Após um longo hiato na pesquisa clínica, um dos desenvolvimentos recentes mais estimulantes e encorajadores neste campo foi o retorno dos ensaios clínicos em humanos com recurso a substâncias psicadélicas. A psicoterapia assistida por psicadélicos viu um renascimento encorajador com os ensaios clínicos promovidos desde a primeira década do século XXI, que não só se justifica pela quebra de preconceitos e estigmas da sociedade nos últimos 20 anos, mas, sobretudo, pela relativa letargia e limitações da Psiquiatria e dos seus tratamentos nas últimas décadas, particularmente se comparado às restantes áreas da Medicina. De facto, apesar de as perturbações psiquiátricas contribuírem grandemente para a carga global de morbilidade com grande impacto a nível socioeconómico, a investigação e desenvolvimento no âmbito da psicofarmacologia, uma das grandes ferramentas terapêuticas em Psiquiatria, tem vindo a decrescer significativamente.

Assim, talvez não seja de estranhar que tenhamos assistido a um incremento substancial de literatura científica sobre substâncias psicadélicas – particularmente marcado nos últimos 15 anos - e da sua publicação em revistas de internacional prestígio. Contribuindo para essa tendência, está o facto de os neurocientistas atualmente terem à sua disposição de uma vasta série de técnicas modernas de imagem cerebral que utilizam no estudo das substâncias psicadélicas, permitindo novos e valiosos entendimentos sobre os seus mecanismos cerebrais, incluindo correlatos neurofisiológicos dos seus efeitos psicológicos únicos.

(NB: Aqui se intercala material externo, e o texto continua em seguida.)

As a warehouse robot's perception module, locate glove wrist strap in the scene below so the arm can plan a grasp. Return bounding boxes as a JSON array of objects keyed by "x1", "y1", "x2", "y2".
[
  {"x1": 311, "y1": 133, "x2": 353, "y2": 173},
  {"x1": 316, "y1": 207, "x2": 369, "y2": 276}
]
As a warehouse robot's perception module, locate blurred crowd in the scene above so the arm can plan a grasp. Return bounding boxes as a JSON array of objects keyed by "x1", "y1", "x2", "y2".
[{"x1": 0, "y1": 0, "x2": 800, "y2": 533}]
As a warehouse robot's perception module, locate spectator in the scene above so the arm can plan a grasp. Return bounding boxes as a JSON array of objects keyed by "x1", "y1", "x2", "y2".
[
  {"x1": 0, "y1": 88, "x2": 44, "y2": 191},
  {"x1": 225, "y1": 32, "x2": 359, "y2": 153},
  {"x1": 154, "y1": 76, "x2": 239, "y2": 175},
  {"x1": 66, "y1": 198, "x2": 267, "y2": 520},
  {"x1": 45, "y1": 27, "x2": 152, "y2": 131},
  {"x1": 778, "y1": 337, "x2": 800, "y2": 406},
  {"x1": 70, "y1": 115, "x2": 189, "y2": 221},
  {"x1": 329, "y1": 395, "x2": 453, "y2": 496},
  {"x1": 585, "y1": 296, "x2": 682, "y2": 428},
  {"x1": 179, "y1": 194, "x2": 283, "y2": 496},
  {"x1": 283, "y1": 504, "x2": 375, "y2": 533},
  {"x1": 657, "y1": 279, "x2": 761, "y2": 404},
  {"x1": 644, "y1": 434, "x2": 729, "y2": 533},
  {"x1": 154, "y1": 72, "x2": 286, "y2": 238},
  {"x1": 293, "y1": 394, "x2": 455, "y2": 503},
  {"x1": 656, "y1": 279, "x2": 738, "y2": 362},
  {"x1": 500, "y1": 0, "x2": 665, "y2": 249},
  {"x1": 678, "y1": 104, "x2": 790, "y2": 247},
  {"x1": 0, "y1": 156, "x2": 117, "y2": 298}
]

No geral, estudos com uso de substâncias psicadélicas clássicas (ou serotoninérgicas), assistidas por psicoterapia, têm evidenciado segurança e viabilidade destas terapias como métodos eficazes no tratamento de depressão/sintomas depressivos, ansiedade, perturbação obsessivo-compulsiva e perturbações relacionados ao uso de tabaco e álcool. É importante ressalvar estes estudos têm vindo a ser conduzidos de acordo com as diretrizes que garantem uma adequada segurança, não tendo sido relatado qualquer evento adverso grave, estando descritos alguns efeitos laterais, geralmente transitórios e autolimitados, como ansiedade, cefaleia e náusea.

Assim, ainda que algumas subculturas pró-psicadélicas estejam a promover visões de algum modo utópicas para a sociedade com base em resultados de investigações que, embora promissoras, são na grande maioria preliminares, torna-se premente que se aprenda com os erros do passado. Para isso, mais ensaios clínicos randomizados são necessários para replicar e estender os resultados promissores dos ensaios abertos e para melhor compreender as contraindicações e outros riscos potenciais destas terapias. Além disso, estudos adicionais serão necessários para compreender melhor os mecanismos pelos quais os psicadélicos exercem os seus efeitos terapêuticos, bem como esquemas de dosagem ideais e abordagem clínica ideal. Além disso, considerando que as experiências psicadélicas são fortemente influenciadas pelo set e setting, e que tais experiências às vezes resultam em grandes mudanças na visão de mundo, a utilização de substâncias psicadélicas à margem destes modelos clínicos bem padronizados pode aumentar o risco de danos iatrogénicos.